Public Bodies
Project Overview
Sensi and BBC (Public Bodies) are two interlinked photographic series exploring the construction, consumption, and contestation of Black male sexuality in the West.
Both projects interrogate how Black masculinity has been mythologised — through pornography, popular media, and centuries of racial fantasy — and how those myths continue to shape the ways Black men are seen, desired, and judged. These inherited narratives are not just visual stereotypes; they are scripts that continue to influence everyday performances of identity, from the private spaces of intimacy to the public stage of celebration.
Across both series, the Black male body becomes a site of projection and resistance — both subject and object, eroticised and politicised. Together, Sensi and BBC examine what happens when that body is made visible on its own terms, complicating the gaze, reclaiming pleasure, and exposing the thin line between performance and personhood.
Sensi Photography Project
“Sensi" is an exploration of some of the taboos and fantasies that are associated with the black male sexuality and masculinity in Western culture.

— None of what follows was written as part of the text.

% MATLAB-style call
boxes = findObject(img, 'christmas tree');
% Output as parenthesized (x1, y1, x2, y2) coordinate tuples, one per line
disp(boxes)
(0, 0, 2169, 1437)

Since the dawn of western civilisation sexuality has been linked to fantasies of domination. Black Africans entered this new world where sadomasochistic rituals of dominance, power and play were already embedded in the fabric of sexuality. Domination became synonymous with black masculinity and permeated society's perception of it, being reinforced from one generation to the next. This notion of black masculinity has become imbedded in the Western idea of it and has come to influence how black males themselves see their own sexuality and how they express it.
This culture, fuelled by the mainstream media, has made black male sexuality and the black penis both a curiosity and a taboo. Black males having multiple female partners is perceived and accepted to be the norm. All of these attitudes and ideas fan the flames of sexual fantasies.

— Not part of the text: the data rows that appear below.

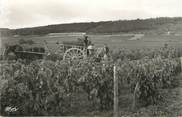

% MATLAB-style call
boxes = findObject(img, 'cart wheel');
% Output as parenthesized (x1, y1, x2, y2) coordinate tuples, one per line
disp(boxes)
(63, 48, 85, 60)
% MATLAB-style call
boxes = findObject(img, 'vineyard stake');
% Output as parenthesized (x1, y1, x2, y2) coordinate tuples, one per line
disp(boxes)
(132, 82, 140, 110)
(114, 65, 118, 117)
(180, 57, 182, 72)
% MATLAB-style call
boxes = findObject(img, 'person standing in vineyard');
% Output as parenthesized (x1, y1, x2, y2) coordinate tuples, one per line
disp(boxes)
(83, 35, 89, 55)
(87, 44, 94, 56)
(83, 35, 92, 55)
(104, 44, 109, 55)
(83, 35, 89, 48)
(103, 44, 109, 61)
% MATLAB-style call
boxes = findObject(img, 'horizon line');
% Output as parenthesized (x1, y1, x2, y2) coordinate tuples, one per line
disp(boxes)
(2, 16, 182, 30)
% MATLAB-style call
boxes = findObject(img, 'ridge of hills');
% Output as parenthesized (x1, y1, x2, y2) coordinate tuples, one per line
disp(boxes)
(1, 17, 182, 36)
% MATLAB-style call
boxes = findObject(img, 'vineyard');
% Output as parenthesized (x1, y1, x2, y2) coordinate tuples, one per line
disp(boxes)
(0, 46, 182, 116)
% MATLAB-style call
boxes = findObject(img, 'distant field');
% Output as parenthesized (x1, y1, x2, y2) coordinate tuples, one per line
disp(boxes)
(1, 33, 182, 54)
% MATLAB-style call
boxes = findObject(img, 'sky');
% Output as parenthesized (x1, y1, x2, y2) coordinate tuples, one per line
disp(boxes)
(0, 0, 182, 29)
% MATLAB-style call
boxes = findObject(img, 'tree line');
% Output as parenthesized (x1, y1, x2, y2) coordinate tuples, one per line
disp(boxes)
(1, 17, 182, 36)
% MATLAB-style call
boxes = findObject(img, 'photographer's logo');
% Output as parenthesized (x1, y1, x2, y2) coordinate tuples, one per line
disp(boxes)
(5, 106, 18, 113)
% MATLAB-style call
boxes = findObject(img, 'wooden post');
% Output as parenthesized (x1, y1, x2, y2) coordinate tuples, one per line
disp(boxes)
(181, 57, 182, 72)
(2, 48, 6, 60)
(114, 65, 118, 117)
(132, 82, 140, 110)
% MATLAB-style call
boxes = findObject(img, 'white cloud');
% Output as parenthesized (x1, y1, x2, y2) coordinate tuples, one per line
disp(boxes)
(0, 0, 182, 29)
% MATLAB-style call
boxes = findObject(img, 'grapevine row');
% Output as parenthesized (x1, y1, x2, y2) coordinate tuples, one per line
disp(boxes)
(0, 56, 181, 115)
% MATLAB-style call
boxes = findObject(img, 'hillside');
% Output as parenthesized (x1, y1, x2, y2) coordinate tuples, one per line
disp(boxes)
(0, 28, 12, 36)
(1, 17, 182, 36)
(88, 17, 182, 34)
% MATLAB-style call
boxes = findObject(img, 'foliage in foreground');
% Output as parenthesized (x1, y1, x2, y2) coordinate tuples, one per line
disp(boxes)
(117, 57, 181, 106)
(112, 47, 182, 61)
(0, 56, 181, 116)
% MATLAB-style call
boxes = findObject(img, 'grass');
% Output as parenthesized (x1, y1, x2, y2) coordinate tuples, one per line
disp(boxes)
(1, 33, 182, 55)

Interracial pornography has become increasingly popular among white male viewers. Featuring performers of different racial and ethnic backgrounds, it uses ethnic and racial stereotypes in its depiction of performers. The majority of Interracial movies are black male with white female.
Cuckolding has become the thinking-man's fetish of choice in modern pornography and race has its place within that. A cursory glance at cuckolding websites will show you the same dynamic repeated over and over again, which is white husband, white wife with African-American man, or 'mandingo' or 'bull' in cuck slang.
Sensi is an Escort in real life, providing for women and couples exclusively. The scenes in the monograph are reconstructions of moments of his life when he is providing those sexual services. The scenes are reconstructions based not only on his account but also on my own interpretation.
The female performers are women who willingly participated to the project. Some of them are sex workers and the others have no connection with the sex industry.
BBC: Black. Body. Construct.
"BBC: Black. Body Construct." explores how Black men have navigated, negotiated, and at times embraced the hypersexualised image projected onto them — not behind closed doors, but in the full glare of public life.
Since slavery and colonialism, the Black male body has been positioned as spectacle — desired, feared, fetishised. In the modern West, this history echoes through everyday spaces: festivals, nightclubs, carnival routes. These are environments where Black men, more than any other group, often inhabit the role expected of them — revealing their bodies, flirting, dancing, performing a masculinity shaped by both spectacle and societal projection.
The images in Black. Body. Construct. are documentary in style but sociological in intent. They capture fleeting moments of bodily self-expression that blur the lines between stereotype and agency. Sometimes celebratory, sometimes tense, they reveal how public visibility can be both freedom and trap.
This extension of Sensi does not moralise or censor. It continues the investigation into Black masculinity by shifting the focus from private reconstructions to real-world performances — where the eroticised image of the Black man is not just consumed, but sometimes reclaimed.